The next thing to consider is risk assessment.  How can you seek to manage and mitigate risks if you don’t know what they are?   The more flexibility you need the more risks you will likely need to document.    One of the benefits of risk assessment is to spend time considering what the risks might be, their likelihood and their potential impact.    This then gives an opportunity to prioritise resources to those risks deemed important to the school.   I think it is also worth noting that any risk assessment should be a working and living document, as the nature of schools is one of constant change.

Documenting decisions

It is important that senior staff are aware of the decision-making processes, decisions and risks and therefore it is critical that the risk appetite and risk details are shared with those staff to ensure they are appropriately informed.   This can help with identifying where there is need for additional resourcing but also to identify where risks remain due to mitigation measures being cost or otherwise resource restrictive.   If your focus is on learning, you need to ensure you clearly document the resultant risks which the added flexibility will have opened up.  

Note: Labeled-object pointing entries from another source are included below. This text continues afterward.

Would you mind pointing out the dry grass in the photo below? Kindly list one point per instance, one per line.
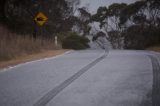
(13, 46)
(157, 49)
(26, 58)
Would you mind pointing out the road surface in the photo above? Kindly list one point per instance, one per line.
(84, 78)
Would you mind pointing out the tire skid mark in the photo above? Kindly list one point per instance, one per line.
(51, 94)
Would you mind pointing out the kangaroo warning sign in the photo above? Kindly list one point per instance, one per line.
(40, 18)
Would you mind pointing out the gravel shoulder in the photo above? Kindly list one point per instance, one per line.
(32, 57)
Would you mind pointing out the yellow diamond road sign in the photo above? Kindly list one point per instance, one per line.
(40, 18)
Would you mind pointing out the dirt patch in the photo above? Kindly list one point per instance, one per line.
(27, 58)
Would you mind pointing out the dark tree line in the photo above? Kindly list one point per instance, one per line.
(133, 26)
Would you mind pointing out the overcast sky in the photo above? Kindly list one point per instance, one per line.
(94, 4)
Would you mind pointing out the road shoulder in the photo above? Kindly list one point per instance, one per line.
(32, 57)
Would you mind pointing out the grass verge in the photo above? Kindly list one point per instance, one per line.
(27, 58)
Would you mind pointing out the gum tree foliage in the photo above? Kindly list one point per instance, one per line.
(109, 19)
(133, 26)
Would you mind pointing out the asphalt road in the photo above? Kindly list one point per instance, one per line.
(84, 78)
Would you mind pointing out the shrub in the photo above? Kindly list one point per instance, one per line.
(73, 41)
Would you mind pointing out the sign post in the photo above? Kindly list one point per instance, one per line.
(40, 18)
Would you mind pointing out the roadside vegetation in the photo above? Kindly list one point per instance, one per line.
(13, 45)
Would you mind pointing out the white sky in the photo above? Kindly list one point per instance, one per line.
(94, 4)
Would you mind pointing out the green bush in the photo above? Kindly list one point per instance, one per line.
(73, 41)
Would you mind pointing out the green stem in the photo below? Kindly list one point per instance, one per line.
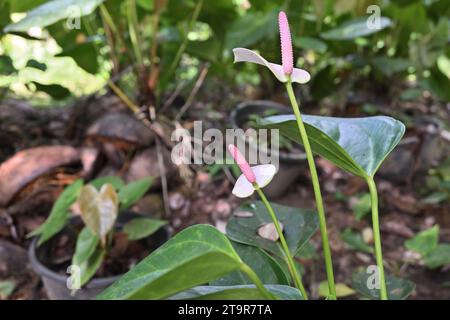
(255, 279)
(183, 45)
(377, 236)
(134, 33)
(287, 255)
(316, 188)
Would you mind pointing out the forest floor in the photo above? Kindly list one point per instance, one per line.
(201, 197)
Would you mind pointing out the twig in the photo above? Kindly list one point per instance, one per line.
(172, 97)
(162, 170)
(183, 45)
(194, 91)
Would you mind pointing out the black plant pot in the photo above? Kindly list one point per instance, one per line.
(56, 283)
(291, 164)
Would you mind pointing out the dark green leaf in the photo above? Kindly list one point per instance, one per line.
(299, 226)
(267, 269)
(389, 66)
(244, 34)
(24, 5)
(357, 145)
(140, 228)
(195, 256)
(424, 242)
(206, 50)
(7, 287)
(116, 182)
(398, 288)
(59, 213)
(310, 44)
(354, 29)
(133, 191)
(36, 65)
(54, 90)
(240, 292)
(6, 65)
(84, 55)
(53, 11)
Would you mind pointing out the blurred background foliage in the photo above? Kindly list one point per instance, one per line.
(46, 54)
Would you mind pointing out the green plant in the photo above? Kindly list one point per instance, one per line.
(426, 243)
(100, 203)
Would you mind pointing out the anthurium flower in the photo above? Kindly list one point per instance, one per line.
(251, 177)
(286, 70)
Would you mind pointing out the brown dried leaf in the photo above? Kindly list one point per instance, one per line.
(269, 232)
(99, 208)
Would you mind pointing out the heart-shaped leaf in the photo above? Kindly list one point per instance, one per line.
(133, 191)
(240, 292)
(299, 226)
(398, 288)
(139, 228)
(267, 269)
(99, 209)
(59, 213)
(195, 256)
(357, 145)
(53, 11)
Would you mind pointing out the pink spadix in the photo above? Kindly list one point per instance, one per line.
(287, 57)
(242, 163)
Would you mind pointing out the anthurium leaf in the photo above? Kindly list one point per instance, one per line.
(358, 27)
(36, 65)
(299, 226)
(398, 288)
(133, 191)
(87, 242)
(139, 228)
(84, 54)
(424, 242)
(193, 257)
(7, 287)
(6, 65)
(59, 214)
(267, 269)
(53, 11)
(89, 267)
(239, 292)
(439, 257)
(357, 145)
(342, 290)
(355, 241)
(116, 182)
(99, 208)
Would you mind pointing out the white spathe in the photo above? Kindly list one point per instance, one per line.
(245, 55)
(263, 173)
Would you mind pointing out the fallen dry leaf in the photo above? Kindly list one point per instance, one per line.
(269, 232)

 It is also important to remember we will only be able to identify failure in the future, after an incident.   When this happens, we will want to look back to see if the incident was the result of decision, and if so why we took this decision.   Or was the incident simply something which we didn’t consider in our examination of the likely risks?  This requires the decisions around risks to be clearly documented.

Near Misses

Am also going to mention near misses, something I frequently forget to mention.   There is a lot to be gained in terms of knowledge and experience from those “almost” incidents where we come close to a cyber incident.   We need to therefore find ways to capture such incidents, to encourage users to report near misses, etc as otherwise we will have lost valuable intelligence, leaving us only with actual incidents to learn from.

Conclusion

There isnt one answer or solution for all schools in relation to navigating between cyber security and learning/flexibility, however each school will need to consider and make their own decision in this respect.     It needs to be based on context, needs, resources and a variety of other factors, and it should be a concious decision rather than something that simply happens.

On the cyber security side of things, I believe the focus has been for too long on prevention.   Schools don’t have significant cyber security resources but are an enticing target for cyber criminals, so prevention on its own isnt enough.    We need to accept that an incident will happen and therefore shift to a focus on minimization or delay, mitigating risks to delay the incident further into the future, or mitigating risks to reduce the damage when the incident finally does occur.   For this reason I increasingly like the term “cyber resilience” in preference to “cyber security”, as it hints to the need to ready to respond and recover from the inevitable cyber incident.  

Maybe we should all start including a cyber doomsday clock in regular communication with senior staff;  Is this the way forward?